1. Technical Field - Field of the Invention
The present invention pertains to random access disk storage systems, and in particular, to system for continuous application of a lubricant to the surface of a magnetic storage disk to facilitate non-destructive start and operation of a flying head or slider.
2. Description of the Prior Art
The density of magnetic recording is inversely related to the height of the magnetic transducer above the disk surface. As a general proposition, increased storage capacity is obtainable by flying the heads closer to the disk surface. As the heads approach very closely, some contact with the disk surface is inevitable. This is particularly the case during the period of time while the disk is being brought up to operating speed and to a stop.
Lubricants have been applied to the disk surface as a part of the manufacturing process. This technique, although presenting contamination problems and potential loss of lubricant due to spin-off, has been generally adequate to satisfy requirements for prior art systems. However, as the head-disk spacing decreases and the application of lubricant is applied only during the manufacturing process is inadequate to ensure reliable performance over the life of the disk file.
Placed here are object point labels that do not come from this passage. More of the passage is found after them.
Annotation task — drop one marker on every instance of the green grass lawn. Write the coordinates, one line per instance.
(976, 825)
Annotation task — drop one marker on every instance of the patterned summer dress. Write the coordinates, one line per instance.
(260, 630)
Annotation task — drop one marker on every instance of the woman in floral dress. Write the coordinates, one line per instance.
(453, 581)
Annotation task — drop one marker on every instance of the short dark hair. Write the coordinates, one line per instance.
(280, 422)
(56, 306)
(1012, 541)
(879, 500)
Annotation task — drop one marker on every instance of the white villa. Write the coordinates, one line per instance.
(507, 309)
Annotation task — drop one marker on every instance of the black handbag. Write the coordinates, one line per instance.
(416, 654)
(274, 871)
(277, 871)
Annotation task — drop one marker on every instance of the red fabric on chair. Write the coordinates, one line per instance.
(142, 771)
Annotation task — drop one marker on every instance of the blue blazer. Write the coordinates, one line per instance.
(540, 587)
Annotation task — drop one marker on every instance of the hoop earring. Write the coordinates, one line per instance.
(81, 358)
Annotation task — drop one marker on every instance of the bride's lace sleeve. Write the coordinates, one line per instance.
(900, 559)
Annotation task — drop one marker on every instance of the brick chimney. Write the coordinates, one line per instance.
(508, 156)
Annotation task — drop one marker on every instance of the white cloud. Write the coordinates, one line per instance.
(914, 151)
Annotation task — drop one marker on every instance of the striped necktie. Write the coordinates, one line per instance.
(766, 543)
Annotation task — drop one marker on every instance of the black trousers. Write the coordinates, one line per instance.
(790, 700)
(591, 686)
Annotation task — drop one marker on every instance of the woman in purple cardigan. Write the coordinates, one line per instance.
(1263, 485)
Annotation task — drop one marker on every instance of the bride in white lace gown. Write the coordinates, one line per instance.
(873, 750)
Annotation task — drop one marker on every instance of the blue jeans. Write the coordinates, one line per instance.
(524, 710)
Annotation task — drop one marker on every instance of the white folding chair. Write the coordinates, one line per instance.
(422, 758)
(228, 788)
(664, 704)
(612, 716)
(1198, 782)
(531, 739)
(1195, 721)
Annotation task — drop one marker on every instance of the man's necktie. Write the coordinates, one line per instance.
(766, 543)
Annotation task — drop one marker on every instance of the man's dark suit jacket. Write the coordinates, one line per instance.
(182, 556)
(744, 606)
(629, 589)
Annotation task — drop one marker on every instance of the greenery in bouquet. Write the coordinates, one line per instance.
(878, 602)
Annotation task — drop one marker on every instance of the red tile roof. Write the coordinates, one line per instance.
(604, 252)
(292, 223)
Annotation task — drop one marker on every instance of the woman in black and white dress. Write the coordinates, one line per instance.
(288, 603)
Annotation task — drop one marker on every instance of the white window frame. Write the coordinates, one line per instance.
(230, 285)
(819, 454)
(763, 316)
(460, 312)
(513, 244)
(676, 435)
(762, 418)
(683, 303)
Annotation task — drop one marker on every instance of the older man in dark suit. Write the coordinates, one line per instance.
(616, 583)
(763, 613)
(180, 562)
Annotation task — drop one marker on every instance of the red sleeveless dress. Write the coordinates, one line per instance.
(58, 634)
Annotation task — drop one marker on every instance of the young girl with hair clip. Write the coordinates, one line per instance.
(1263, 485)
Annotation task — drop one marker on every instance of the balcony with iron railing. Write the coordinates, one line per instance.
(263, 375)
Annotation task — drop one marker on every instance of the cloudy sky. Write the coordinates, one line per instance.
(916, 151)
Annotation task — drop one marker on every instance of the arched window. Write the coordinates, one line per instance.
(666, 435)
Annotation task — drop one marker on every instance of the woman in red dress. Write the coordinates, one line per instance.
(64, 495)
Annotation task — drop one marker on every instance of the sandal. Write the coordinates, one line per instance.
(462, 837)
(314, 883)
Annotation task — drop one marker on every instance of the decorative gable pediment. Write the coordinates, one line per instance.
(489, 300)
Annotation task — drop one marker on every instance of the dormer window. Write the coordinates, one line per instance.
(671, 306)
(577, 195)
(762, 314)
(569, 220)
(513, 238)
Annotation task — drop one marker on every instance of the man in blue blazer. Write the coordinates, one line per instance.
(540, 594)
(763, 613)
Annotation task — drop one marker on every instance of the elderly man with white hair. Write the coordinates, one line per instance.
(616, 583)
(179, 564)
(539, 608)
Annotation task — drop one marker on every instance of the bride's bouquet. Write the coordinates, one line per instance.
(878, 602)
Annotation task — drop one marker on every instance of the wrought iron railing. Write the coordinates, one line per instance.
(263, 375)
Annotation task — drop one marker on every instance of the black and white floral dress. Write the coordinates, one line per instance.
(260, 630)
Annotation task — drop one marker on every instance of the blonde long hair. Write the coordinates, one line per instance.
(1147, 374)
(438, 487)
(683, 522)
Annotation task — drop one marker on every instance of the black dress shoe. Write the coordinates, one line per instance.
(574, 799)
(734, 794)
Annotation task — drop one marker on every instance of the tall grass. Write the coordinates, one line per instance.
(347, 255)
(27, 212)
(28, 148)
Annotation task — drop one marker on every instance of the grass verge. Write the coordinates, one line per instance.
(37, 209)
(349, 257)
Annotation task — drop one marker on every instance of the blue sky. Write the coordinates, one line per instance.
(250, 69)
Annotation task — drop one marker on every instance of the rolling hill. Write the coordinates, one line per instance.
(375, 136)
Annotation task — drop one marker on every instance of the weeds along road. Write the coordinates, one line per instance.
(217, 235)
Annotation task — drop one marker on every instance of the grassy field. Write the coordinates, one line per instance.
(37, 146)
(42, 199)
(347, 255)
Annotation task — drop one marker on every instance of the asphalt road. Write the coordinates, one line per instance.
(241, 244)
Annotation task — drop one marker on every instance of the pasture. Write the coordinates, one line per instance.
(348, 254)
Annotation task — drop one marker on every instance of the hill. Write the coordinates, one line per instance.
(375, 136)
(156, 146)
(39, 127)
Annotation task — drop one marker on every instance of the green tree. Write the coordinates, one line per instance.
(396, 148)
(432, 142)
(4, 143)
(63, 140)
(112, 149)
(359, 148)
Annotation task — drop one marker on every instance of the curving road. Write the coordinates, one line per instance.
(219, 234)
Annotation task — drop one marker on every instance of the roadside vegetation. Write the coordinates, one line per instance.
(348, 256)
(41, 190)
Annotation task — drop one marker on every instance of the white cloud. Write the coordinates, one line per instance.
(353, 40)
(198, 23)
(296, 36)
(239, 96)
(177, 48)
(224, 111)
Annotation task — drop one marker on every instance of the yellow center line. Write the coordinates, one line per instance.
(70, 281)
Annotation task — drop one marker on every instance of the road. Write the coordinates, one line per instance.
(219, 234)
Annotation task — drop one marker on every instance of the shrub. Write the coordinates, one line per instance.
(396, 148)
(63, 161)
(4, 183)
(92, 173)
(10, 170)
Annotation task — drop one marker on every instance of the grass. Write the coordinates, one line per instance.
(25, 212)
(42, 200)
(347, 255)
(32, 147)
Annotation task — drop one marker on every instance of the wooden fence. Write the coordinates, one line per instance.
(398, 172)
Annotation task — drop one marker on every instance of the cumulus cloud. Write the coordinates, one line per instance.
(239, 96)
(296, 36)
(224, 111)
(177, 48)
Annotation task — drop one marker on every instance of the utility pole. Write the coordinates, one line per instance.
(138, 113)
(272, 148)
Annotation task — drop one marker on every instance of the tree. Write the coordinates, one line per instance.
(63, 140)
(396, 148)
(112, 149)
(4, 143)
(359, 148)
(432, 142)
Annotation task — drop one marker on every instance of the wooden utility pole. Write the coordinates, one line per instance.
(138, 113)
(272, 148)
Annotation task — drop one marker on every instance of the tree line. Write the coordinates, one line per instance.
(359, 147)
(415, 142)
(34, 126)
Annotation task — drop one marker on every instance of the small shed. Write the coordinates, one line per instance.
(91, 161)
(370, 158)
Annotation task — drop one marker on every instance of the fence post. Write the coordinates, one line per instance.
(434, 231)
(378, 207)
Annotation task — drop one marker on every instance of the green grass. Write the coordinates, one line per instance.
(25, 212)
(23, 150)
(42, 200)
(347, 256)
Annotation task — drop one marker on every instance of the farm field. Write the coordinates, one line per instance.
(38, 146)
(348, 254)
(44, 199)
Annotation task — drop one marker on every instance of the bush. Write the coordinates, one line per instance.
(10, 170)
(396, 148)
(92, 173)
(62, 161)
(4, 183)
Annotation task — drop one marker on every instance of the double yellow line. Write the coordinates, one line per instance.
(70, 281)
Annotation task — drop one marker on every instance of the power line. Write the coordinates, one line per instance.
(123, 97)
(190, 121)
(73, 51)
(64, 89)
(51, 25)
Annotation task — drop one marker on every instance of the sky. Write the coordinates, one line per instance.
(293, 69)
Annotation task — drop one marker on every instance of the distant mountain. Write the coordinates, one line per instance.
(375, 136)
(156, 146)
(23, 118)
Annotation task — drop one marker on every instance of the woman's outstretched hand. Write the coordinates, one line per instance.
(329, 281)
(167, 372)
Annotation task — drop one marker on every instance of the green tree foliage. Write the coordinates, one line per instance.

The continuous application of a lubricant to the surface of the disk has been known since almost the very beginning of disk file development. For example, U.S. Pat. No. 2,969,435 "Oil Film Spacer for Magnetic Recording Device" to Lynott, issued Jan. 24, 1961, and assigned to the assignee of the present invention, shows a magnetic transducer having an oil discharge port located ahead of the flying surface of the transducer. Oil is pumped through the port to coat the surface of the disk and provide a lubricating film on which the transducer rides.
The lubrication requirements for near contact recording devices necessitates the use of a low viscosity lubricant to permit the requisite close approach of the slider to the disk surface. A low viscosity lubricant will drain away from the disk over time, and also migrate to the coolest spot in the disk drive enclosure, as a result of evaporation and condensation, which spot will be likely to be somewhere on the cover and not on the desired disk location. Because of the lubricant movement away from the point where it is needed, the lubricant dispenser must be very near the slider in the start/stop zone when the disk storage system is at rest. The main concern is lubrication under the head at the instant of start up.
Various systems for transporting the lubricant to the desired location near the slider have been considered, beginning with the pressurized reservoir and feed approach taught by the Lynott patent. Unfortunately, the complexity and resulting cost of the pressurized feed approach make it an altogether unsatisfactory approach to the current problem and alternatives have been sought. Ideally, the lubrication delivery system would not require additional power in the form of a pump. The system should not require a sequencing delay in start up to accommodate lubricant flow prior to initiating rotation. The delivery system should provide an adequate supply of lubricant from the very outset of startup.
It has been recognized that the use of a wick to convey the surface lubricant to the slider is an approach which overcomes many of the difficulties associated with other approaches. However, to adequately supply the lubricant, particularly at startup, the wick would have to be in intimate contact with the disk. Use of an applicator in intimate contact with a disk introduces contaminants to the lubricant and also adds to the complexity of the overall mechanical actuator system as the applicator has to move with the slider. This is obviously not a practical solution since such a design would be very complicated and, at best, completely subvert the very sophisticated slider suspension system.